Most of us are familiar with Turmeric as the spice that lends a distinctive deep yellow colour to Indian dishes. A lesser known use for Turmeric is as an excellent natural alternative medicine for the treatment of back pain and inflammation.
Turmeric is a member of the ginger family which has been used for centuries for its medicinal properties. Modern day researchers are also excited about the spice’s ability to heal.
Here we examine the research into this ancient root and look at why it may be particularly useful in treating back pain, a condition which is thought to silently plague 80% of people at some point in their lives.
Back pain - a physiological epidemic
Few people escape back pain: during any one year up to half the UK population is affected. Many sufferers struggle to sleep well and this can have knock-on effects on energy and concentration levels. Little wonder, then, that back pain is one of the leading causes of sick leave.
A great deal of the pain associated with back problems is due to inflammation, the body’s natural response to harmful stimuli, such as pathogens, damaged cells, or irritants. The classical signs of acute inflammation are pain, heat, redness, swelling, and loss of function.

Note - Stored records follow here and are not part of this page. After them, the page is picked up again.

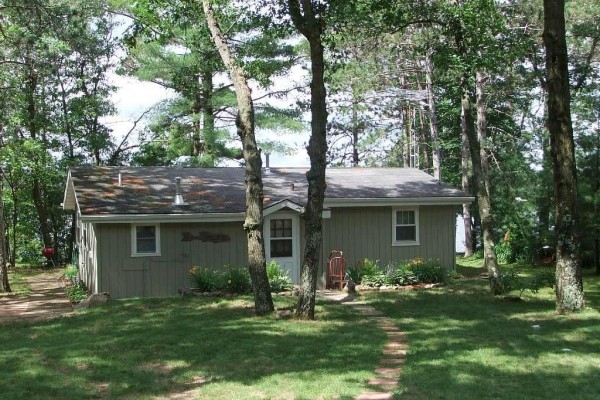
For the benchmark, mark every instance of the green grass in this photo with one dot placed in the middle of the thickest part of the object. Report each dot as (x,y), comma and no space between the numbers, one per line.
(189,347)
(466,344)
(18,282)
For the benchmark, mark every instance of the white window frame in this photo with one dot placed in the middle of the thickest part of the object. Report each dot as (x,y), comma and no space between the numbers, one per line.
(134,252)
(415,242)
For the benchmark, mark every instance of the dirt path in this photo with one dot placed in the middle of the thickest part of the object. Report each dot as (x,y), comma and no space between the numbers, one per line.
(48,300)
(394,352)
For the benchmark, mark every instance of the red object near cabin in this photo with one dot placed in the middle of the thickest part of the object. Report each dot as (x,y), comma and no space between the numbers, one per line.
(48,252)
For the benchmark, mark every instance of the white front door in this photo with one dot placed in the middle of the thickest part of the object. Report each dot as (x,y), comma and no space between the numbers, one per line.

Traditionally prescribed drugs can have serious side effects
For most sufferers the first step is to turn to non-steroidal anti-inflammatories (NSAIDs) such as ibuprofen or diclofenac, and analgesics such as paracetamol. These are widely accepted drugs for managing pain relief however regular use of these types of medication is associated with significant, and very serious, side effects. This includes cardiovascular problems, gastrointestinal harm e.g. stomach ulcers and kidney and/or liver damage. For these reasons many people are now turning to alternative treatments for help.
Turmeric (Curcuma longa) - a natural alternative
Turmeric is a spice which is believed to have been used medicinally for thousands of years. In 1280AD Marco Polo noted the use of turmeric in his diary while in China. The ancient Polynesians of Oceania took turmeric with them on their voyage across the Pacific to Hawaii where it is still widely used.
A number of studies have found that turmeric appears to have a powerful ability to reduce inflammation in the body. This anti-inflammatory action is thought to be due to an active ingredient in the spice called curcumin which blocks inflammatory pathways which trigger swelling and pain. This compound is thought to work by inhibiting a number of different molecules that play a role in inflammation in the body.
Turmeric is also a powerful antioxidant so helps protects the body’s cells against damage from harmful free radicals.
You can use Turmeric as a spice in your cooking however the all important curcumin content in the powder is normally considerably less than that of Turmeric in supplement form. If you choose to take Turmeric in supplement form i.e. turmeric tablets, you should look for one which guarantees a curcumin content as this is the important active ingredient. Look for a level of 450mg or above per capsule/tablet as a good reference guide.
Whilst not a cure for back pain, extensive research and evidence suggests that it is highly beneficial for helping to aid in peoples suffering.
To date no toxic side effects have been associated with this supplement.
Turmeric is often taken alongside bromelain which is a digestive enzyme believed to enhance the anti-inflammatory effects of turmeric and improve its absorption by the body.
A healthy balanced diet is the best way to consume all the nutrients we need. Sometimes however this isn't possible and then supplements can help. This article isn't intended to replace medical advice. Please consult your healthcare professional before trying any supplements or herbal medicines.